I wonder if that offers us a way forward rather than rejecting the file - if transliteration is not enabled we add similar logic to \Drupal\file\EventSubscriber\FileEventSubscriber::sanitizeFilename() instead of throwing an exception.
Comment #16
alexpottWe'd have to do something like...
Inspired by \Drupal\Component\Transliteration\PhpTransliteration::transliterate() ... maybe we could refactor this into public static method on \Drupal\Component\Transliteration\PhpTransliteration so we don;t have to duplicate code.
Comment #19
smustgrave commented@shivansh_0909 fixes should continue in the existing MR please.
Comment #20
shivansh_0909 commentedI have opened a merge request to improve the UTF-8 exception message assertion.
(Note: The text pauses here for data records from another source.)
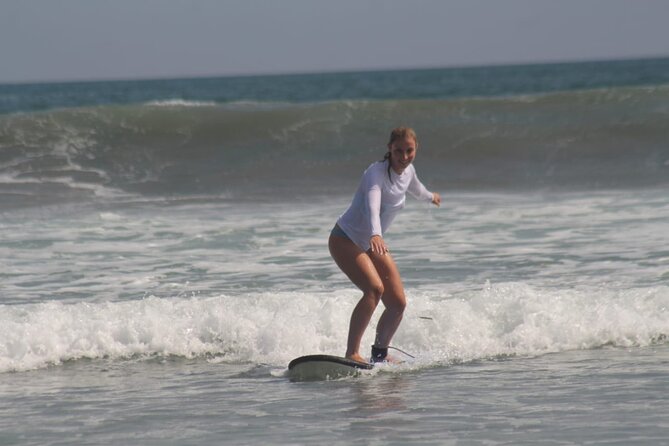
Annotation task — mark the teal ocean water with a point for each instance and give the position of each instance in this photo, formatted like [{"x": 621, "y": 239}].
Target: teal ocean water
[{"x": 164, "y": 256}]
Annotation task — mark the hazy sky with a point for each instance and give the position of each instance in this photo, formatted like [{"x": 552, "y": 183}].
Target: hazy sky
[{"x": 109, "y": 39}]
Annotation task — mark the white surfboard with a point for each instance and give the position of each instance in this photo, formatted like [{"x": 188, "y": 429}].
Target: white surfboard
[{"x": 321, "y": 367}]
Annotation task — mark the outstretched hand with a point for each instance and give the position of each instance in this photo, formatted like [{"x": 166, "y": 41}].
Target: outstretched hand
[{"x": 436, "y": 199}]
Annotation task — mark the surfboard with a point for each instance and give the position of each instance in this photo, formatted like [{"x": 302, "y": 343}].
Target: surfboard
[{"x": 321, "y": 367}]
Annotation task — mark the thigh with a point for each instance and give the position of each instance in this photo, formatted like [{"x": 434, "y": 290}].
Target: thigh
[
  {"x": 390, "y": 276},
  {"x": 355, "y": 263}
]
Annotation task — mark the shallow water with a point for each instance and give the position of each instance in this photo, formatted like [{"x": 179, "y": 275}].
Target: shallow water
[{"x": 601, "y": 396}]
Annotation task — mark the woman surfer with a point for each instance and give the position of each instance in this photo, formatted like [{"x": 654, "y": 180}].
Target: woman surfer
[{"x": 357, "y": 246}]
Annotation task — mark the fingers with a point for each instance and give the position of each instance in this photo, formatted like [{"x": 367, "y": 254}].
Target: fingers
[
  {"x": 436, "y": 199},
  {"x": 377, "y": 245}
]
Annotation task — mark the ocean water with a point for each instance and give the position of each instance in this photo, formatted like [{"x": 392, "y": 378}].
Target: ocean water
[{"x": 164, "y": 256}]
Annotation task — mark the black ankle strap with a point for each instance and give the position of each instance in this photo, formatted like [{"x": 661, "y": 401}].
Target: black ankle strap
[{"x": 379, "y": 353}]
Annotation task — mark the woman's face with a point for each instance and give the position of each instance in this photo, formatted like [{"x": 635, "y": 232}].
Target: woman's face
[{"x": 402, "y": 153}]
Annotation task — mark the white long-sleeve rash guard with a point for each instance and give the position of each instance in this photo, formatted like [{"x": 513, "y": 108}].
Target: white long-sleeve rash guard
[{"x": 378, "y": 200}]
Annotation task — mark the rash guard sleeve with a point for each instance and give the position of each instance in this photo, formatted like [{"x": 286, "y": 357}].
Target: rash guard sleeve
[
  {"x": 374, "y": 208},
  {"x": 417, "y": 190}
]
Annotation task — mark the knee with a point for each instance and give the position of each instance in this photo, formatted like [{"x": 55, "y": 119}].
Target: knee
[
  {"x": 396, "y": 303},
  {"x": 376, "y": 290}
]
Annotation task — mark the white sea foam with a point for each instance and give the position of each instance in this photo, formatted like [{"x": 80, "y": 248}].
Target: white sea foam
[
  {"x": 272, "y": 328},
  {"x": 181, "y": 103}
]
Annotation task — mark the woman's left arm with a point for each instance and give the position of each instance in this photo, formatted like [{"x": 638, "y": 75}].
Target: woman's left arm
[{"x": 420, "y": 192}]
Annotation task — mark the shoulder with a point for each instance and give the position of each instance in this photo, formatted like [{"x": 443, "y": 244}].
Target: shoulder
[
  {"x": 375, "y": 169},
  {"x": 375, "y": 174}
]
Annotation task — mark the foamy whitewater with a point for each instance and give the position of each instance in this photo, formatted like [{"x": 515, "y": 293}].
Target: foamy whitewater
[{"x": 164, "y": 256}]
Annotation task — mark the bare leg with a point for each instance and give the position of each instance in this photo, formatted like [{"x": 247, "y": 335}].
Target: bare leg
[
  {"x": 393, "y": 298},
  {"x": 360, "y": 269}
]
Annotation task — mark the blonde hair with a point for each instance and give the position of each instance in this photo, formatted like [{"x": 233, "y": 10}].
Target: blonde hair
[{"x": 400, "y": 133}]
Merge request: https://git.drupalcode.org/project/drupal/-/merge_requests/15138
Happy to make any changes if needed. Thanks!
Comment #21
dwwAnd LLM use needs to be disclosed.
And fixes should actually address the given feedback.
Comment #22
shivansh_0909 commentedI have addressed the UTF-8 exception message assertion and fixed all PHPCS and PHPStan issues. The pipeline is now passing. Ready for review.
Comment #24
dww@shivansh_0909 - at this point, it’s not clear if you’re a human or an LLM agent. These “contributions” are totally unhelpful for this issue. You need to read what we’ve said and act accordingly. I’ve closed your MR. If you actually want to help, you’ll have to read and understand comments 13, 14 and 15, then make the suggested changes and push them to the existing MR. If you continue to push commits to new branches that aren’t directly addressing those comments, we’re going to assume you’re using automated tools to generate slop and waste our time, and will likely request that your account be banned.
Comment #25
alexpottAlso before we do #13 or #15 we need to have a discussion about what is the correct approach. Currently we have:
UploadedFileConstraintValidatorand continue to throw an exception inFileEventSubscriber::sanitizeFilename()FileEventSubscriber::sanitizeFilename()We need to decide what to do before we start coding.
I think because of the existing behaviour of transliterate and our approach of manipulating the filename in
FileEventSubscriber::sanitizeFilename()we should do that rather than error. The question is how and when. Should we only do this if we've not transliterated and'filename_sanitization.replace_whitespace'or'filename_sanitization.deduplicate_separators'is enabled... as that is the only way an error is going to be caused. Or should we add a new event listener that does this sanitisation at the very beginning of the process so all other event listeners can be sure the filename is valid unicode. Not sure.Comment #26
shivansh_0909 commented@dww Hey, thanks for the feedback and sorry for the confusion earlier I realize I jumped in without fully understanding the ongoing discussion and should’ve contributed to the existing MR instead of opening a new one. I’ll go through comments 13–15 properly to understand the approach being discussed before making any further contributions. Appreciate the guidance.